A special thanks goes to my friend Guy Rotman for providing his helpful feedback on this post.

References

  1. Lopez, Michael J., and Roee Gutman. “Estimation of causal effects with multiple treatments: a review and new ideas.” Statistical Science 32.3 (2017): 432-454.

  2. Sekhon, Jasjeet S. “The Neyman-Rubin model of causal inference and estimation via matching methods.” The Oxford handbook of political methodology 2 (2008): 1-32.

  3. Chen, H., Harinen, T., Lee, J.-Y., Yung, M., and Zhao, Z. (2020). Causalml: Python package for causal machine learning.

  4. Pedregosa, F., Varoquaux, G., Gramfort, A., Michel, V., Thirion, B., Grisel, O., Blondel, M., Prettenhofer, P., Weiss, R., Dubourg, V., Vanderplas, J., Passos, A., Cournapeau, D., Brucher, M., Perrot, M., and Duchesnay, E. (2011). Scikit-learn: Machine learning in Python. Journal of Machine Learning Research, 12:2825–2830.

  5. Künzel, S. R., Sekhon, J. S., Bickel, P. J., and Yu, B. (2019). Metalearners for estimating heterogeneous treatment effects using machine learning. Proceedings of the national academy of sciences, 116(10):4156–4165.
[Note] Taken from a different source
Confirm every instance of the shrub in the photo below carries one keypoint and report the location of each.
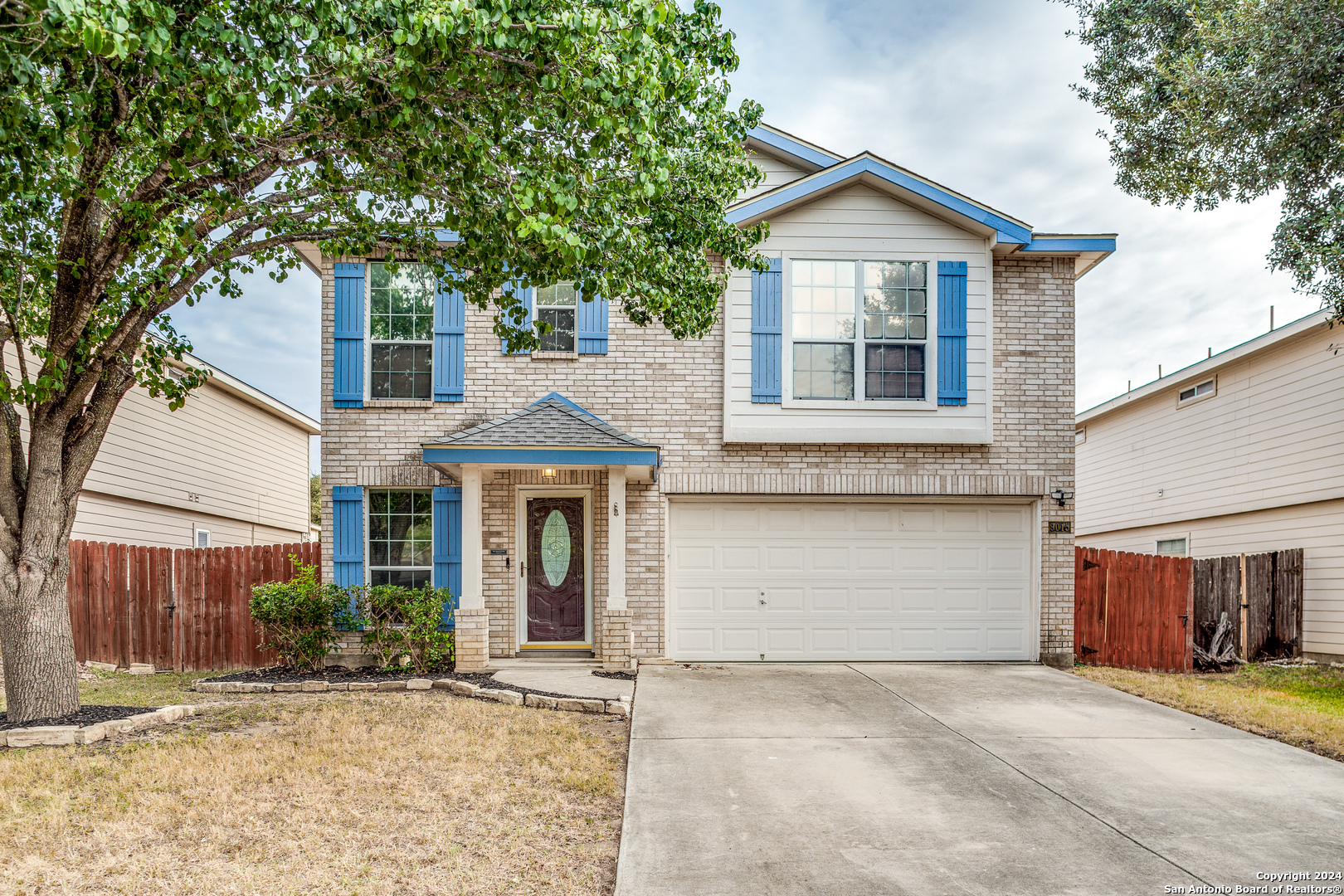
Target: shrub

  6. Scotina, A. D. and Gutman, R. (2019). Matching algorithms for causal inference with multiple treatments. Statistics in medicine, 38(17):3139– 3167.

  7. Wager, S. and Athey, S. (2018). Estimation and inference of heterogeneous treatment effects using random forests. Journal of the American Statistical Association, 113(523):1228–1242.

  8. Lechner, M. (2018). Modified causal forests for estimating heterogeneous causal effects. arXiv preprint arXiv:1812.09487.